I got a 1099-INT form today from the IRS for $14.51.  It says total interest paid or credited in calendar year 2021 and I have to report it as income.  I didn't receive any interest payment from the IRS in check form or credit on anything in 2021.  I researched this and found that these interest payments are for people who had refunds due, but received them after 4/15/21 or later.  I didn't have a refund, I had to pay.

So I checked the previous year when I did get a refund, but I got the refund in February.  According to what I read, I still wouldn't be eligible for an interest payment because I received it before 4/15.

Did I receive this 1099-INT form in error or am I missing some information?  I hope someone here knows, because I REALLY don't want to have to call the IRS with a question.  Thanks in advance.


----------



## bingo (Feb 5, 2022)

you will have to  call them....argh!


----------



## JaniceM (Feb 5, 2022)

and make sure your phone battery is charged up...  it can take a LOOOOONG time..


----------



## caroln (Feb 5, 2022)

Oh, c**p!


----------



## ohioboy (Feb 5, 2022)

The IRS is not attempting to give you money. As an example, if you earned more than 10.00 in interest from a bank account, the payer reported it to the IRS. On the 1099 who does it say the Payer is (payers TIN)?


----------



## Aunt Bea (Feb 5, 2022)

The impact on your taxable income will be so negligible that I would list it on my income tax form and get on with my life.

Good luck!


----------



## Chet (Feb 5, 2022)

The tax on $14.51 will be so small, it might be easier to just include it as income. If you're in the 10% bracket it's only $1.45. Chances are the IRS will be correct.


----------



## caroln (Feb 5, 2022)

ohioboy said:


> The IRS is not attempting to give you money. As an example, if you earned more than 10.00 in interest from a bank account, the payer reported it to the IRS. On the 1099 who does it say the Payer is (payers TIN)?


The payer is the IRS itself.  They said they paid me the interest.


----------



## ohioboy (Feb 5, 2022)

caroln said:


> The payer is the IRS itself.  They said they paid me the interest.


Probably a screw up then, *IR*re*S*ponsible.
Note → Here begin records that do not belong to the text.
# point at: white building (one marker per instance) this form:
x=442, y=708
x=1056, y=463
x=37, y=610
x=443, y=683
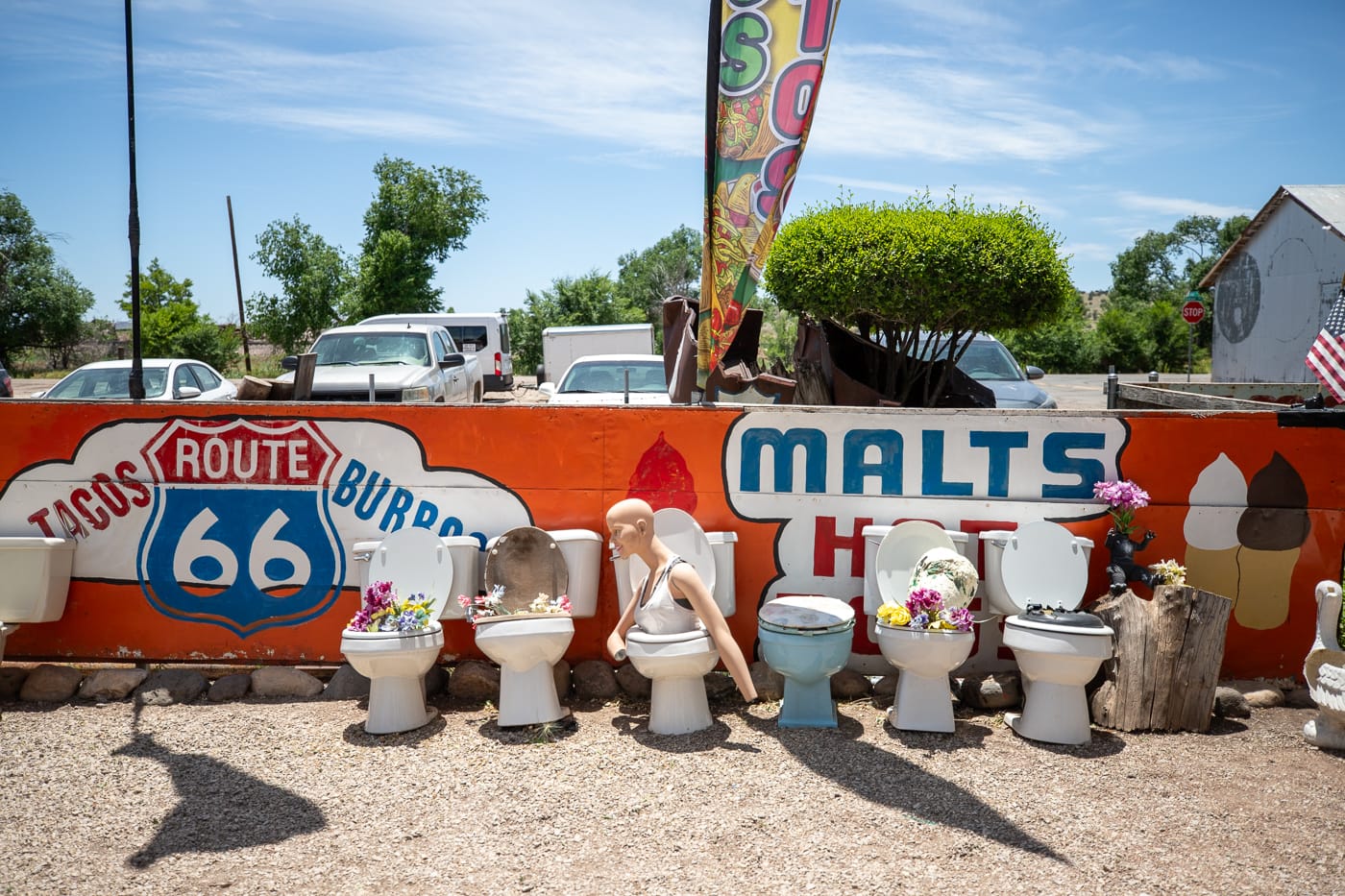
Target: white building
x=1277, y=284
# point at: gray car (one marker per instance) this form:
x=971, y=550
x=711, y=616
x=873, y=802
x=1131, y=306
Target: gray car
x=989, y=362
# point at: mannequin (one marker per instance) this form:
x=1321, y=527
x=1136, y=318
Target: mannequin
x=631, y=526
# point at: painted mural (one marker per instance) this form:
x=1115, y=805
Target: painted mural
x=226, y=536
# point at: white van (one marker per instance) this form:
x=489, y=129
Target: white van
x=483, y=335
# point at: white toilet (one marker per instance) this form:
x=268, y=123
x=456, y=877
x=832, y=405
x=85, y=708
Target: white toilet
x=414, y=561
x=873, y=536
x=925, y=658
x=676, y=664
x=1036, y=576
x=37, y=579
x=530, y=563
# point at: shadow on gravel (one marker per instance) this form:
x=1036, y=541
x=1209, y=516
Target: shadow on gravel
x=356, y=736
x=638, y=727
x=891, y=781
x=219, y=808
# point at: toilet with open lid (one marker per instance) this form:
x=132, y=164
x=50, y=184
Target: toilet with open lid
x=676, y=664
x=924, y=658
x=1038, y=576
x=528, y=564
x=416, y=561
x=806, y=638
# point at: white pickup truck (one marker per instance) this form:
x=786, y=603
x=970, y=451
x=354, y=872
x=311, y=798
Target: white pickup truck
x=392, y=362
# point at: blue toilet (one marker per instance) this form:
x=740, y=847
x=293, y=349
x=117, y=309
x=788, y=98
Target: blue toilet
x=806, y=640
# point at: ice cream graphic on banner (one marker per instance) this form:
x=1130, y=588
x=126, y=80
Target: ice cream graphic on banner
x=1244, y=540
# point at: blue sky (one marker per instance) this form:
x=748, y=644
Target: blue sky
x=582, y=118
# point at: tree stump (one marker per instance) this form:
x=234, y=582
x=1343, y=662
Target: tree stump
x=1167, y=657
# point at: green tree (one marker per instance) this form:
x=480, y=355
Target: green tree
x=892, y=272
x=1163, y=268
x=672, y=267
x=172, y=326
x=419, y=215
x=315, y=282
x=571, y=302
x=1065, y=345
x=40, y=303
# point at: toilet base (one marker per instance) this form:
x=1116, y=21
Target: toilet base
x=397, y=704
x=527, y=697
x=923, y=702
x=1053, y=714
x=807, y=704
x=678, y=705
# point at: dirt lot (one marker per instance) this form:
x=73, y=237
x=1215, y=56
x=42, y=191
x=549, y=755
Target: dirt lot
x=266, y=797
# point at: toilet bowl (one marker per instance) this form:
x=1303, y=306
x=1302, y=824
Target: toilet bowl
x=1038, y=576
x=416, y=561
x=676, y=664
x=924, y=658
x=528, y=564
x=923, y=536
x=37, y=579
x=806, y=640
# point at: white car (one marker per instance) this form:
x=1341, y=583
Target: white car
x=164, y=379
x=611, y=379
x=405, y=362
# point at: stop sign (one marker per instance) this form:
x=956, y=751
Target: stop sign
x=1193, y=312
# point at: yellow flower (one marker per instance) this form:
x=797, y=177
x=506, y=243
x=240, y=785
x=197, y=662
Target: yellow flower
x=894, y=614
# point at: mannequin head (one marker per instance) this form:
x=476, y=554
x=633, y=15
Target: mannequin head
x=631, y=527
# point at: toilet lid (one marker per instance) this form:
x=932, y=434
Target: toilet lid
x=1066, y=620
x=528, y=563
x=806, y=614
x=898, y=553
x=683, y=537
x=417, y=563
x=1042, y=564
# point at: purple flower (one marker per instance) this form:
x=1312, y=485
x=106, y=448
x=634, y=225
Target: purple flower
x=959, y=618
x=924, y=600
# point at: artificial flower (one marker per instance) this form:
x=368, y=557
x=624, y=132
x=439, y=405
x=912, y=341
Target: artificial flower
x=1123, y=498
x=383, y=611
x=1170, y=572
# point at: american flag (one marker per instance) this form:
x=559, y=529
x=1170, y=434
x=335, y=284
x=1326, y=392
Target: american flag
x=1327, y=356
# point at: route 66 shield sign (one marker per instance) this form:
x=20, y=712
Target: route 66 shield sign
x=241, y=533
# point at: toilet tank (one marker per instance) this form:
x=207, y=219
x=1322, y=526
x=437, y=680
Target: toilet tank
x=466, y=553
x=723, y=546
x=582, y=552
x=36, y=574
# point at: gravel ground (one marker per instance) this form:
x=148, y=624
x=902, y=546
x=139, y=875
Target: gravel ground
x=264, y=797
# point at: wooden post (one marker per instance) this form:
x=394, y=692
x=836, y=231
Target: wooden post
x=1167, y=657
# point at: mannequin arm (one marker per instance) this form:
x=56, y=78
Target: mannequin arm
x=616, y=641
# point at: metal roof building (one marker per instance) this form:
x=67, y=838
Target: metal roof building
x=1275, y=285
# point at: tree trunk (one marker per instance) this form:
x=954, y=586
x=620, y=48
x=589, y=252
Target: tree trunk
x=1167, y=657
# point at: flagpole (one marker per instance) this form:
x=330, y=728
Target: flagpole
x=136, y=383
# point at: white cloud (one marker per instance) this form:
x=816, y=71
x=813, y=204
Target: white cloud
x=1177, y=207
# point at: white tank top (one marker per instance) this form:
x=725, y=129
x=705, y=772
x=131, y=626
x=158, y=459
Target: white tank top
x=661, y=614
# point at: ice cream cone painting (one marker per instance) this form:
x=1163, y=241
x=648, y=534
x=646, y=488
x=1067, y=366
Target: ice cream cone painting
x=1244, y=540
x=1210, y=529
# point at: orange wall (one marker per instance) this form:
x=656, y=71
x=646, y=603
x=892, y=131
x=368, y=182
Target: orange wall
x=137, y=486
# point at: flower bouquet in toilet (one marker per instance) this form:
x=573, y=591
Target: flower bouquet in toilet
x=927, y=634
x=393, y=642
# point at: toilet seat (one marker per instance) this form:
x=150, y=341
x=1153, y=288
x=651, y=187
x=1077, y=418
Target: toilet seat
x=1048, y=601
x=898, y=553
x=806, y=615
x=416, y=561
x=679, y=532
x=527, y=563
Or maybe your stimulus was not paid to you in a timely matter so they accrued the interest?


----------



## caroln (Feb 5, 2022)

Who's knows what lurks in the minds of the IRS!  I really don't want to call them, so I'm going to do my taxes with the $14.51, then take it out and see if it makes any difference.  If not, I'll just include it.  I use the H & R Block program, so it's not hard.


----------